Malawi’s Foreign Affairs ministry has clarified that President Joyce Banda did not declare that she would replicate Zimbabwe’s controversial land reform in the country as widely reported by the media.
After her recent four-day trip to Zimbabwe, President Banda was widely quoted that she will “blow the trumpet” for a lifting of all sanctions on President Robert Mugabe and that she plans to send experts to Zimbabwe to understudy the land reform programme including the economic empowerment initiatives. The team would report feedback and strategic recommendations on implementation in Malawi.
The reports attracted the wrath of activists including land reform researcher and academician Blessings Chinsinga who is part of the team of researchers from the University of Malawi that include Henry Chingaipe, Micheal Chasukwa, and Ephraim Chirwa who have researched on ‘The Political Economy of Land Grabs and Land Reforms in Malawi’.
Civil Society Agriculture Network (Cisanet) National Director Tamani Nkhono Mvula said replicating Zimbabwe’s landform in Malawi would tantamount to committing an economic suicide.
But Foreign Affairs Ministry on Friday clarifies that: “ During the visit, the issue of the Land reform programme in Zimbabwe was never discussed as alleged by local and international media. This is a matter that the Government and the people of Zimbabwe are dealing with.”

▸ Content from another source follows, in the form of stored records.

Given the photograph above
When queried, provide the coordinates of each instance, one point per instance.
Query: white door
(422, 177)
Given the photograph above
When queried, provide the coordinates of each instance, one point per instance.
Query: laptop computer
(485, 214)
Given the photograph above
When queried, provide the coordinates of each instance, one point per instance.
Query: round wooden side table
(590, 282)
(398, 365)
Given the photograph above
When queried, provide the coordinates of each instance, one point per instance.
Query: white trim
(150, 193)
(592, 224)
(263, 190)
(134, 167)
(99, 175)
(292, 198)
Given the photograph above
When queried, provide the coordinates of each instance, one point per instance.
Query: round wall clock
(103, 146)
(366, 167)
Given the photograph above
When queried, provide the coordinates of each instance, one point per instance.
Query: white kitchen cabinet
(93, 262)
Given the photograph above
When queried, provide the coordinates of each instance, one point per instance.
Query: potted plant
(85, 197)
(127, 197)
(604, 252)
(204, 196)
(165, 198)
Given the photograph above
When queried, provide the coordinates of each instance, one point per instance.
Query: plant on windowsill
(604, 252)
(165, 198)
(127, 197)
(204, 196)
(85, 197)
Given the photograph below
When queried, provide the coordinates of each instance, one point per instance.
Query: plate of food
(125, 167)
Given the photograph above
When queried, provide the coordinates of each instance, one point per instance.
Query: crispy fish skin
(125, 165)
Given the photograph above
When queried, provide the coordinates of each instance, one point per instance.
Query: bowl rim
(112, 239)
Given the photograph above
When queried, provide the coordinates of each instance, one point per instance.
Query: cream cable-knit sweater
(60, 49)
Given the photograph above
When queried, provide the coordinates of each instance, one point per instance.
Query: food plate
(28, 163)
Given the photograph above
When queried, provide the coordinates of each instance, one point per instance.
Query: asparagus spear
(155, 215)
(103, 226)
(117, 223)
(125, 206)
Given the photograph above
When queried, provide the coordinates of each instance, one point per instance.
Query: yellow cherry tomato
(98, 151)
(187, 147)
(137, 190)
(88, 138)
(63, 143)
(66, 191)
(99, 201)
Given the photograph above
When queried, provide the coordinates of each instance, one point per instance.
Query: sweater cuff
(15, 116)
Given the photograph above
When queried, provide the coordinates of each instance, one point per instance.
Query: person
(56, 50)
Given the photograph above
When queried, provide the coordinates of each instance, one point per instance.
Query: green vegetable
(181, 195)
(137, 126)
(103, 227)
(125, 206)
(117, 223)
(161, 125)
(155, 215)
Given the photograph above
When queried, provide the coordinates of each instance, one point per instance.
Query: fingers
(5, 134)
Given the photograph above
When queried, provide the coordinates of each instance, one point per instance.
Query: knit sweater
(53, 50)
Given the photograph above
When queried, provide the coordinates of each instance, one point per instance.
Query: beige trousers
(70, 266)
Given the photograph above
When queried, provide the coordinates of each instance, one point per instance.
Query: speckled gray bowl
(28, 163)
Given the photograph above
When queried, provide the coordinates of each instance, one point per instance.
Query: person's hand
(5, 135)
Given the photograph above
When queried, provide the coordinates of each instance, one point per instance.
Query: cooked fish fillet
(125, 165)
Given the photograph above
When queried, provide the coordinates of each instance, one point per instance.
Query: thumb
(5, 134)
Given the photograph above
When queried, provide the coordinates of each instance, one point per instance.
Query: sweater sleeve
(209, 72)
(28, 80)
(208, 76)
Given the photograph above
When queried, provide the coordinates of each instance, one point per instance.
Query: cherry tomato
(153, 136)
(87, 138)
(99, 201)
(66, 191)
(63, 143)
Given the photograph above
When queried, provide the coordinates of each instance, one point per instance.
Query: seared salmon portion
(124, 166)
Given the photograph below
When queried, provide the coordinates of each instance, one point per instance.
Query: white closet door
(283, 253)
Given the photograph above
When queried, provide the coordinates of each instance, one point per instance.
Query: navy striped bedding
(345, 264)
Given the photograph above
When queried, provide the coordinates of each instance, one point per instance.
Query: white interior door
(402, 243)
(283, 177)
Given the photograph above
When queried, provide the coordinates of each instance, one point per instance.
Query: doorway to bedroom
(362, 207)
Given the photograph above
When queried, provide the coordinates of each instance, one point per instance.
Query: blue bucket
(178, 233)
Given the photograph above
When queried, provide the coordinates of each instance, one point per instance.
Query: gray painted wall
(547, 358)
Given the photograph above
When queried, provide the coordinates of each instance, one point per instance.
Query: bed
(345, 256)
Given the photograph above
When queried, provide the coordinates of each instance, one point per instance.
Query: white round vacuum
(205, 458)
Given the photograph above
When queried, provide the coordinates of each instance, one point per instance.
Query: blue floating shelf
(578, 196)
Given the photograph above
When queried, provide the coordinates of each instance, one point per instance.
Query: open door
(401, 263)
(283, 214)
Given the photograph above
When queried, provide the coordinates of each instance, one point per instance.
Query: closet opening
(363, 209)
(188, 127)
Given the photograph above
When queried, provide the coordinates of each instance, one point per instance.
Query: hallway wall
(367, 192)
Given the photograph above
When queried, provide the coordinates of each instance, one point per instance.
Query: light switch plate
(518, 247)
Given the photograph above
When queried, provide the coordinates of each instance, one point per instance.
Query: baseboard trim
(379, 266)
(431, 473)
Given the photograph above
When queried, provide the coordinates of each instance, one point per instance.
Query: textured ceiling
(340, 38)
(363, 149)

The statement made available to Nyasa Times said: “The Government of Malawi believes that through exchange visits and sharing of experiences at all levels, countries will be able to co-exist peacefully and hence create space for sustainable development in the respective countries.”
According to Foreign Affairs ministry headed by Ephraim Mganda Chiume, during her visit to Zimbabwe, President Banda other issues, reiterated the historical and cultural connection between the two countries and the need to increase economic cooperation.
“The President mentioned that both countries face common challenges and hence the need to cooperate and work together at bilateral as well as at regional levels. She also reiterated her belief that the two countries can learn from each other in various areas such as energy development, mining and mineral development, education and agriculture.
“In agriculture and specifically on tobacco, the President showed interest for Malawi to learn from Zimbabwe’s experience in the production of flue-cured tobacco especially by smallholder farmers,” reads the statement.
Recently, Malawi and Zimbabwe signed a bilateral trade agreement and discussed trade and economic issues within the framework of the Joint Permanent Commission and Co-operation.